The development has moved the BoG’s Gross Reserves to US$11 billion, representing 4.8 months of import cover.
Background
The IMF in its Staff report submitted to its board as part of the fourth programme review revealed that the BoG sold $1.4 billion in foreign exchange during the first quarter of 2025.
“The Bank of Ghana’s footprint in the FX market continued to increase. Large-scale FX intervention continued in 2025, reaching $1.4 billion in the first quarter,” the IMF report said.
It observed that, “this action by the BoG contributed to the about 60 percent appreciation of the Ghana cedi against the dollar between November 2024 and May 2025”.
The IMF said this marked a sharp acceleration in market activity, surpassing the total $1 billion the bank injected across all of 2023.
“In 2024, interventions rose further to $3 billion with $2 billion sold in the fourth quarter alone, ahead of the general election” the IMF revealed.

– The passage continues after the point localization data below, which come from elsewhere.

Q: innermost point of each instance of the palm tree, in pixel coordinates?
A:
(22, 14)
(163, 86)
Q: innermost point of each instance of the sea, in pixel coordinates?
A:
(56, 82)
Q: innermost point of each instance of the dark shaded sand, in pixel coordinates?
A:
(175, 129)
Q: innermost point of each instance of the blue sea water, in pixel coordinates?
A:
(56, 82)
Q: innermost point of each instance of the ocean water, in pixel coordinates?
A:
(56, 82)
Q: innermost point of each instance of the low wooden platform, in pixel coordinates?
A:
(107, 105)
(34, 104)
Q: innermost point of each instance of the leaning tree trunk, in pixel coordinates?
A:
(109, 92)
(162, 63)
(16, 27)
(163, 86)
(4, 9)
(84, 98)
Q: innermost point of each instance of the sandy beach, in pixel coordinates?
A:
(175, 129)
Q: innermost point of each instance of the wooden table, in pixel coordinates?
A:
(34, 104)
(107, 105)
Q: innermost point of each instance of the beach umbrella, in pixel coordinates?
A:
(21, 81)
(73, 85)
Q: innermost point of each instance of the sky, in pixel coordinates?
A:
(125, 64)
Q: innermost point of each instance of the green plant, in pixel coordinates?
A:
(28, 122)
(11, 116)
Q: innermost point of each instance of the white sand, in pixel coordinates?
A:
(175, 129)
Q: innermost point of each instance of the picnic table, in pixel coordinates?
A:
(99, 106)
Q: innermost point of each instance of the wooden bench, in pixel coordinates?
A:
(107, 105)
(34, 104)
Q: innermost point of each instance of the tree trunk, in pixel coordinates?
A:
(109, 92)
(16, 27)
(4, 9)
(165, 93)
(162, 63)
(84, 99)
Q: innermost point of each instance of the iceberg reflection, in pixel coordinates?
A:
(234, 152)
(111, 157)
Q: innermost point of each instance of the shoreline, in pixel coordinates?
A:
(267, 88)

BoG on market intervention
The BoG has explained that the $1.4 billion sold to support market activities and commercial banks demand was part of a strategy to redistribute proceeds from its gold purchase to the market.
JOYBUSINESS understands that, under the Gold Purchase Programme, proceeds have been centralized through the bank and as a result there is the need to redistribute the foreign exchange resources back to the market to ensure that the foreign exchange market remains liquid.
“In the past, some of these funds were being channeled through the commercial banks” persons with knowledge of the programme have explained to JOYBUSINESS.
Since the launch of the Gold-for-Reserve programme, the funds have come through the central bank within the Gold-for-Reserve programme.
Data from the central bank shows that for the first quarter of 2025, the Gold-for-Reserve programme earned the BoG a total of US$1.458 billion.
The BoG, as a matter of policy, redistributed the amount back to the economy and sold back US$1.442 billion.
However, sources say, the arguments and explanation could not be captured in the IMF Staff report, before it was submitted to its board for the fourth review programme.
The BoG has maintained that it does not dispute the numbers captured in the IMF staff report but however, wishes to state that they are re-cycled resources from the Gold-for-Reserve programme and that the activity has not in any way impaired its reserve accumulation efforts.